L’histoire suit deux enfants. Une jeune fille, sourde, qui réside dans une immense maison près de New York, surprotégée par son père autoritaire, délaissée par sa mère, vedette à Broadway. Elle vit cette enfance malheureuse en 1927. Et il y a l’orphelin Ben, qui grandit dans les années 1970 au fin fond des Etats-Unis, et qui va perdre l’ouïe par accident. A priori rien ne devrait les réunir : ni la géographie, ni l’époque…
Livre jeunesse et mélodrame cinématographique, Le musée des merveilles est réédité ce mois-ci chez Bayard jeunesse dans une très belle édition, illustrée de dessins en noir et blanc.
Le film sort sur les écrans français ce 15 novembre. Il avait été présenté en compétition au Festival de Cannes en mai dernier, où nous avions rencontré son auteur et scénariste.
Livres Hebdo : Comment avez-vous imaginé cette histoire, étalée sur deux époques distinctes ?
Brian Selznick : L’idée m’est venue après Hugo Cabret, mon premier livre.

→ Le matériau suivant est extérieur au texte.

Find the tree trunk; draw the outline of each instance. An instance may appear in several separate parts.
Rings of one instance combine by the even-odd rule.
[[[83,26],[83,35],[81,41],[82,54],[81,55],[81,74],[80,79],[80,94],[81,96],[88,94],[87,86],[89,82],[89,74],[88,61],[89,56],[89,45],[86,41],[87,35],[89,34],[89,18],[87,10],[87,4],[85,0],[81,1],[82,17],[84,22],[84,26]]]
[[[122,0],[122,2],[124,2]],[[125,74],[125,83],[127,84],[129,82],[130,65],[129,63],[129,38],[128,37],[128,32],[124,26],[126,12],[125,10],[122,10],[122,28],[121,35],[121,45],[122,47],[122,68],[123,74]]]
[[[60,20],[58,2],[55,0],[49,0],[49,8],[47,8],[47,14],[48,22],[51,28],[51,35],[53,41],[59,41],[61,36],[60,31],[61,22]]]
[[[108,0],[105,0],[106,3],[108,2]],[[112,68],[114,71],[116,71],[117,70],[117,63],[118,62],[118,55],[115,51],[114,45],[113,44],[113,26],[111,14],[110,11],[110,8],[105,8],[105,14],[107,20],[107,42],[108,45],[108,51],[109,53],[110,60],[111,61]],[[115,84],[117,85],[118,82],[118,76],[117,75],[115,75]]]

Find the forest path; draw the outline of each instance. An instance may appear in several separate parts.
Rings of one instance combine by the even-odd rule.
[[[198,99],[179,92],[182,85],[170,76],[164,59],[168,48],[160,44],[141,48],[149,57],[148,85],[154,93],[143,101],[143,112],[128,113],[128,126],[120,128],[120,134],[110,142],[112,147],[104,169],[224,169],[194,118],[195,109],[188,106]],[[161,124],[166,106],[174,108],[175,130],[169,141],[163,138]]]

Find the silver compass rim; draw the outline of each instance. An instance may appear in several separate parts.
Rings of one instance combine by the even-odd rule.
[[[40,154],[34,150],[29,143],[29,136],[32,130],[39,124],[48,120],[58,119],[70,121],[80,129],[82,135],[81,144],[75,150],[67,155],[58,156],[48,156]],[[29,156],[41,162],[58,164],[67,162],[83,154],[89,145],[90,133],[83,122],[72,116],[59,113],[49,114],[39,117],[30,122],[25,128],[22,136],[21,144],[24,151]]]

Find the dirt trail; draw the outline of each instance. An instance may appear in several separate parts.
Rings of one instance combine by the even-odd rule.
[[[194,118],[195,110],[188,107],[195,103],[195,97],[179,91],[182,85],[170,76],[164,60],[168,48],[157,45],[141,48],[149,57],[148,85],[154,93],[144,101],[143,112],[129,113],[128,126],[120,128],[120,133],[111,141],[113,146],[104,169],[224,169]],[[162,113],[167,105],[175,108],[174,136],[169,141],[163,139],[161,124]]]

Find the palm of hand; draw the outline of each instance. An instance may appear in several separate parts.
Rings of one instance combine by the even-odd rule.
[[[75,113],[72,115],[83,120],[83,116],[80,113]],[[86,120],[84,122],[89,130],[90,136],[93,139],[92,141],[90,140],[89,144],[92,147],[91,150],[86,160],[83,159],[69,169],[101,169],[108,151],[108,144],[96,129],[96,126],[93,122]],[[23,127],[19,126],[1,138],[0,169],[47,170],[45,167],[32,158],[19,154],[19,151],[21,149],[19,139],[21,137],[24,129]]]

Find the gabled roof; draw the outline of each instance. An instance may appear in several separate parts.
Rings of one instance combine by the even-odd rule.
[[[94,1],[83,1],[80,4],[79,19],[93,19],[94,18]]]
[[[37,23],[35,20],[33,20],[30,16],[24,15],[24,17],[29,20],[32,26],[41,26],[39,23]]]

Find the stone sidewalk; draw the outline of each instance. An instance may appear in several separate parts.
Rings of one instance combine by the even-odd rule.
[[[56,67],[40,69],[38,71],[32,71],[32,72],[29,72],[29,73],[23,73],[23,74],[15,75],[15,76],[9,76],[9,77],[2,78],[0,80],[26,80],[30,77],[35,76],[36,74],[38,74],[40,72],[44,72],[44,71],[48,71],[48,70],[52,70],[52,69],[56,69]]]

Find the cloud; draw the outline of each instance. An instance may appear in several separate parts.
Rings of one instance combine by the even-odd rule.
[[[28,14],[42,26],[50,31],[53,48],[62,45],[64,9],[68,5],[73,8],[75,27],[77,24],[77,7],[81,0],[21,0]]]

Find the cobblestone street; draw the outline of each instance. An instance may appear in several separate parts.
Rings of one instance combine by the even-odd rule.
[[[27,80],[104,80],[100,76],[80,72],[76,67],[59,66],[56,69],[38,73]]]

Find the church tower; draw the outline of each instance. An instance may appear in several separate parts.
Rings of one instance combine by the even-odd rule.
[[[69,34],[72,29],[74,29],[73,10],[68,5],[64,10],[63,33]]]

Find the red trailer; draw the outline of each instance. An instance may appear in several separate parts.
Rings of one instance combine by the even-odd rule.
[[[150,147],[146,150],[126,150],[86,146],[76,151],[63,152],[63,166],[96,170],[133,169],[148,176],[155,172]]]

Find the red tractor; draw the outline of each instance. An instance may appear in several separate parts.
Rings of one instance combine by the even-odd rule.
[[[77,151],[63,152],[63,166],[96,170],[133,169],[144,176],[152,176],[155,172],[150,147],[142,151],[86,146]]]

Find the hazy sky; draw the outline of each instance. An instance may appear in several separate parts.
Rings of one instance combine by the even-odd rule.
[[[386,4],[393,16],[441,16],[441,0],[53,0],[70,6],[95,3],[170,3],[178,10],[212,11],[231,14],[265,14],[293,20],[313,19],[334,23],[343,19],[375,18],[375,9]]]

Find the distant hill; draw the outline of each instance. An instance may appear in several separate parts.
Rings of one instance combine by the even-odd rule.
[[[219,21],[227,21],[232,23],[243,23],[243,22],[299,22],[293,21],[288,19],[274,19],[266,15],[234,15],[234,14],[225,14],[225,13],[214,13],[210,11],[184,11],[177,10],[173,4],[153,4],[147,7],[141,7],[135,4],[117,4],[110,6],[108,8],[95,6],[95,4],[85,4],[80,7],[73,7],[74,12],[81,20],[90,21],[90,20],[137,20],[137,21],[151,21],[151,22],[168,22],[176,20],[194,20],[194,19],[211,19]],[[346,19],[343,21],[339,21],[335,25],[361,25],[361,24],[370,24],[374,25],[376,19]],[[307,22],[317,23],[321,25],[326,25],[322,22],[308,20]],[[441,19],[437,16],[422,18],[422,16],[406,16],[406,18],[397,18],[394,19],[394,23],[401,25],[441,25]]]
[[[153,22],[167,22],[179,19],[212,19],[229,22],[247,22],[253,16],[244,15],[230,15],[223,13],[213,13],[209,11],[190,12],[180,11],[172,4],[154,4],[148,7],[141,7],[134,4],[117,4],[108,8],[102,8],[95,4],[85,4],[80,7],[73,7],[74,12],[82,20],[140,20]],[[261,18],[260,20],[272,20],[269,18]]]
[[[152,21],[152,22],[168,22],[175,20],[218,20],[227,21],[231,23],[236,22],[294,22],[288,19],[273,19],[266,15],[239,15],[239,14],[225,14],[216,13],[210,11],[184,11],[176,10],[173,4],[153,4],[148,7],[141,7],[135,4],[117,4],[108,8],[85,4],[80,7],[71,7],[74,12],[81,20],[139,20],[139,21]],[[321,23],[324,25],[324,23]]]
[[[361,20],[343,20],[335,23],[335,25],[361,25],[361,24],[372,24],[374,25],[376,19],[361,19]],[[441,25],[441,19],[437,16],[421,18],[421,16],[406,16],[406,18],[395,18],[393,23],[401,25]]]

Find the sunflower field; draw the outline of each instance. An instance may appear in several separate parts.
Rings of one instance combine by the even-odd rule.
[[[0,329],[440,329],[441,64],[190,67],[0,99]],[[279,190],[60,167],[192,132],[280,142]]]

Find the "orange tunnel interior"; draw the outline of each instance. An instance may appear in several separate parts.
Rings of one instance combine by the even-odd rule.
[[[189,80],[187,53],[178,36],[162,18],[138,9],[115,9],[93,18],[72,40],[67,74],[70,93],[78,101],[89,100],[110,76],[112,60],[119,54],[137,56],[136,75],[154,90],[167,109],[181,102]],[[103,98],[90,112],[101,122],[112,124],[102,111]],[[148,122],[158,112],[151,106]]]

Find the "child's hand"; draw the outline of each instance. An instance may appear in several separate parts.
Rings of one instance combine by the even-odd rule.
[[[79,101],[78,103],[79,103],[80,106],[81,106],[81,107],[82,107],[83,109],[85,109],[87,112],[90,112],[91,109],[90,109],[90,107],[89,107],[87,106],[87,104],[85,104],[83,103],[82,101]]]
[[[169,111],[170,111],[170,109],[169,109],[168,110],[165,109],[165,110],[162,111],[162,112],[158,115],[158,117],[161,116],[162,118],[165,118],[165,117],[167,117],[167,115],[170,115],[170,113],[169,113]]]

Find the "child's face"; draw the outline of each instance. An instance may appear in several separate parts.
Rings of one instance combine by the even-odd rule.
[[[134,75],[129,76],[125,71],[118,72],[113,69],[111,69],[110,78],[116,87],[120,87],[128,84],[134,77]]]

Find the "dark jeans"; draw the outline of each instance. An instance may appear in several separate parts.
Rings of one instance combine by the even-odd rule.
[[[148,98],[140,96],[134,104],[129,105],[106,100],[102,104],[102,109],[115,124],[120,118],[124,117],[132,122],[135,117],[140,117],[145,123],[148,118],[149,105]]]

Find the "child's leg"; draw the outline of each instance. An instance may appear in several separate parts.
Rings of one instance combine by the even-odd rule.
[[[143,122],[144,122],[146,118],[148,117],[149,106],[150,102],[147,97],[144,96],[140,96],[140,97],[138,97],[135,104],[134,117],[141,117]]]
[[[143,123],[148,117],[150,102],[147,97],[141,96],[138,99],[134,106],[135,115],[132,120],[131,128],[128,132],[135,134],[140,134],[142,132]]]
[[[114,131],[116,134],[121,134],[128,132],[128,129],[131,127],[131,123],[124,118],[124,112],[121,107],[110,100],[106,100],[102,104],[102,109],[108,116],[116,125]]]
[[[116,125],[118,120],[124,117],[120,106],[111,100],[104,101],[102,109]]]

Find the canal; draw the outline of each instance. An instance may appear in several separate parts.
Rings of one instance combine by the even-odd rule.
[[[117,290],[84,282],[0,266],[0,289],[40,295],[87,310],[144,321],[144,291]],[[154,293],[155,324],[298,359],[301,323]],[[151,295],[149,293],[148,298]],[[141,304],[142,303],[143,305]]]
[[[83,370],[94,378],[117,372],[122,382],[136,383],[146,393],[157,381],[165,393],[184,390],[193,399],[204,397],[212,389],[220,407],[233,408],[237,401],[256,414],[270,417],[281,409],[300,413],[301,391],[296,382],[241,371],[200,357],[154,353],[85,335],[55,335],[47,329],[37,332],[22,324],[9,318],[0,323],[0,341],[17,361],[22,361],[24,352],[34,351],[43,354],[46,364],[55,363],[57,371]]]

J’ai d’abord eu la structure narrative en tête : deux histoires parallèles, dont l’une était racontée sous la forme de dessin et qui n’avait pas de rapport avec celle qui était écrite. Et puis j’ai eu ce titre, Wonderstruck. Tout s’est déclenché quand j’ai vu un documentaire sur les malentendants, Through Deaf Eyes. A partir de là, j’ai pu intégrer ma fascination pour le cinéma muet de Méliès, la magie d’Houdini en situant le récit dans les années 1920. Puis j’ai eu l’idée des deux pannes d’électricité, et j'ai intégré celle très connue de 1977, à New York. Mais pour moi, soyons clairs, Le Musée des merveilles était inadaptable justement à cause de cette structure narrative.
Contrairement à Hugo Cabret, vous avez pourtant écrit vous-même le scénario, ce qui n’est pas si courant dans le cinéma américain.
Ce n’est pas venu de moi. On m’a demandé d’écrire le scénario et je me suis lancé. Et c’est un exercice très difficile, exigeant et qui prend du temps. Au début, à chaque version, les producteurs disaient toujours oui, ne faisaient aucune remarque. Jusqu’à la version finale : là on m’a fait une réponse avec des dizaines de remarques. Ils voulaient que je réduise de moitié une partie du script. Ils me rappelaient qu’un film devait avancer à chaque scène vers son épilogue. Ainsi la semaine au musée dans le livre se transforme en une seule nuit dans le film. Il fallait aussi que je précise pour le réalisateur ce que Ben voyait autour de lui quand il arrive à New York. Au fil des corrections, le nombre des commentaires se réduisait. Mais pour moi, parfois, je passais une journée à retirer une simple phrase.
Vous considérez que le film est fidèle au livre ?
C’est très fidèle au livre mais le producteur m’avait prévenu qu’à cause du budget, il fallait trouver des moyens pour contourner les problèmes comme ce long flash-back que j’avais imaginé lorsque Rose donne la lettre à Ben [Todd Haynes a finalement utilisé un Diorama pour raconter le contenu de cette lettre, ndlr].
En dehors du scénario, êtes-vous intervenu dans le film ?
Sur Hugo Cabret, je n’étais qu’observateur, un observateur privilégié. Mes dessins avaient été utilisés pour le story-board mais Martin Scrosese avait transformé l'histoire pour se l'approprier. Cette fois-ci j’étais sur le tournage. Un jour, alors que je n’étais pas à côté du plateau, Todd Haynes m’a fait appeler: un acteur voulait une précision sur le sens d’une phrase. Il a répondu au comédien : « voilà, vous avez l’auteur, posez-lui la question ? » (sourire) Sinon j’ai écrit le mot de Danny dans le livre et réalisé le dessin de Ben. C'est très difficile de dessiner comme un enfant!
Quelle est pour vous la différence entre le livre et le cinéma ?
Un livre, à chaque fois qu’on tourne la page, c’est un nouveau rideau qui se lève. Alors qu’au cinéma, les scènes s’enchaînent. Et avec un smartphone, c’est pire, on ne peut que zapper.